Sediment pathways and landscape evolution are useful proxies for refining the current understanding of crustal and surficial processes that initiated Paleogene post-compressional demise of the Cordilleran orogenic wedge in southwest Montana. Basin-fill deposits of Cenozoic intermontane basins that lie along the leading edge of the Sevier fold thrust belt provide a relatively complete sedimentary record by which to evaluate surficial and crustal processes that regulate landscape evolution of a deconstructional orogen. The Paleogene Renova Formation records initial post-Laramide sediment accumulation in the intermontane basins, marking the transition from fluvial incision to sediment backfilling. Facies assemblages reflect dominance by high-energy fluvial systems and alluvial fans that record radiating dispersal from basin-bounding uplifts including as the Boulder batholith-Highland Range and Pioneer Mountains. Paleogene fluvial systems were marked by rapid fluvial aggradation, and coeval basin margin deposits preserve rapid alluvial fan progradation.

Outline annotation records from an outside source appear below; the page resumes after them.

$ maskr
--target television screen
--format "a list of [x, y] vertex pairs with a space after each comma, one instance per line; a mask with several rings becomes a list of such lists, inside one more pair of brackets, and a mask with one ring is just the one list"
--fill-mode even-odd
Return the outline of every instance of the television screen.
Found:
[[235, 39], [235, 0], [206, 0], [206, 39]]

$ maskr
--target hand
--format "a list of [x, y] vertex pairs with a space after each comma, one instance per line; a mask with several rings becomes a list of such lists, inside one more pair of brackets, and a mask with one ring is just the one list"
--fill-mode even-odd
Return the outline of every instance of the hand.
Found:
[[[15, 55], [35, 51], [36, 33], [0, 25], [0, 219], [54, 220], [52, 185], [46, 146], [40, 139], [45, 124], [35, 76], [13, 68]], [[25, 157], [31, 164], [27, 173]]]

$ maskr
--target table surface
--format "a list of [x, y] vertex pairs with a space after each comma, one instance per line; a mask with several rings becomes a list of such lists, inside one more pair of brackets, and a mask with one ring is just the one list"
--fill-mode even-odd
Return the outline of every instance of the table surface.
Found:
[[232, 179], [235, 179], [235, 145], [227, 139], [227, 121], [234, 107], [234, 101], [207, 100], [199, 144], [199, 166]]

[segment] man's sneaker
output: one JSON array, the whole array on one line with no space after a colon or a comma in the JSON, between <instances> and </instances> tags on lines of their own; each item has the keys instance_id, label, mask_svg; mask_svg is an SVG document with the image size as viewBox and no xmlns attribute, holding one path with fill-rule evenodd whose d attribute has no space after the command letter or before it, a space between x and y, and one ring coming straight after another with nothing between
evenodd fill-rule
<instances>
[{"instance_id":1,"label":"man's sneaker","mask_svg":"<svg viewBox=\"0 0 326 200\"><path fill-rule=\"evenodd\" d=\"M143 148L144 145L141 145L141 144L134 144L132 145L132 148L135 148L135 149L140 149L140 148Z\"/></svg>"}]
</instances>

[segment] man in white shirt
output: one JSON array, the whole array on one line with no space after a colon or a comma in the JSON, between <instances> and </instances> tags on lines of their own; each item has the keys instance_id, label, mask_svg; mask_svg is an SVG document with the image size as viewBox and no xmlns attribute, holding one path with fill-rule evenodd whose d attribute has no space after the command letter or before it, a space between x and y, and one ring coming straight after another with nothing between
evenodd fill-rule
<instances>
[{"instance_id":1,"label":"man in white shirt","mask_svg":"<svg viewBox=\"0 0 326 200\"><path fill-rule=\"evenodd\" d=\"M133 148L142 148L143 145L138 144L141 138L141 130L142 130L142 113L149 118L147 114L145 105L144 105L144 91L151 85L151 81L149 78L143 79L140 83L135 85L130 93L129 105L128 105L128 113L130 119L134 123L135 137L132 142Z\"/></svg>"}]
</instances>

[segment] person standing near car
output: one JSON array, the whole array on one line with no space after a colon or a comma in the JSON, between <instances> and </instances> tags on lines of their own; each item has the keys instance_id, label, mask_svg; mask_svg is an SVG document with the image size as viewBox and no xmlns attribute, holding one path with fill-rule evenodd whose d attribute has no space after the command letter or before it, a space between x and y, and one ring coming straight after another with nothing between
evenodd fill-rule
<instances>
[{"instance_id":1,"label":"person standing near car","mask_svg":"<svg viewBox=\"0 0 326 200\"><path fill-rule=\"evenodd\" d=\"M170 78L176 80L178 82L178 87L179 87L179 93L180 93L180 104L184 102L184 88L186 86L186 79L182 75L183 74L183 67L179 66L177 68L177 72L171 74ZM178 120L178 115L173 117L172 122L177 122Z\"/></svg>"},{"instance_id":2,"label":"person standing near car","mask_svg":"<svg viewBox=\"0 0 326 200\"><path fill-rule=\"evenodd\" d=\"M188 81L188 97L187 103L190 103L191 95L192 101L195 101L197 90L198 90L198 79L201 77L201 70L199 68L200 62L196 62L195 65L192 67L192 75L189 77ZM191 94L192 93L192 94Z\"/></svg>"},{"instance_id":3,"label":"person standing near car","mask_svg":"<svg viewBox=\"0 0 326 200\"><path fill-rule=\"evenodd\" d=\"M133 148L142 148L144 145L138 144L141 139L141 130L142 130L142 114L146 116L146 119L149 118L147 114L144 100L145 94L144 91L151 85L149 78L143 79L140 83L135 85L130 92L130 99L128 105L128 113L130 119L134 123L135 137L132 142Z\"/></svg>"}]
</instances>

Progradational and aggradational stacking patterns reflect a rapidly subsiding environment in which the rate of accommodation space generation either outpaced or was equal to the rate of sediment influx. Syndepositional volcanism coupled with rapid denudation of Sevier-Laramide highlands, some of which were bounded by normally-reactivated reverse faults, provided abundant detritus into the depositional systems during the Paleogene. Paleogene paleodrainage reconstructions are strikingly similar to Cretaceous paleodrainage reconstructions for the Kootenai, Blackleaf, and Frontier Formations (Schwartz and DeCelles, 1988), and the Beaverhead Group (Sears and Ryan, 2003), suggesting that relict Late Cretaceous paleotopography coupled with regional Sevier-Laramide structural grain, exhibited strong infrastructural control on post-Laramide drainage evolution. Two distinct Paleogene paleodrainage networks have been identified in the study area based on detrital zircon age populations and paleoflow indicators, and likely reveal the presence of two distinct and separate Paleogene fluvial systems. Altogether, data presented suggest that rugged paleotopography characterized the Southwest Montana Re-entrant of the Sevier fold thrust belt during the Paleogene. Normal-sense reactivation of Sevier thrust faults coupled with erosion by high energy fluvial and alluvial systems rapidly dissected the Cordilleran orogenic wedge.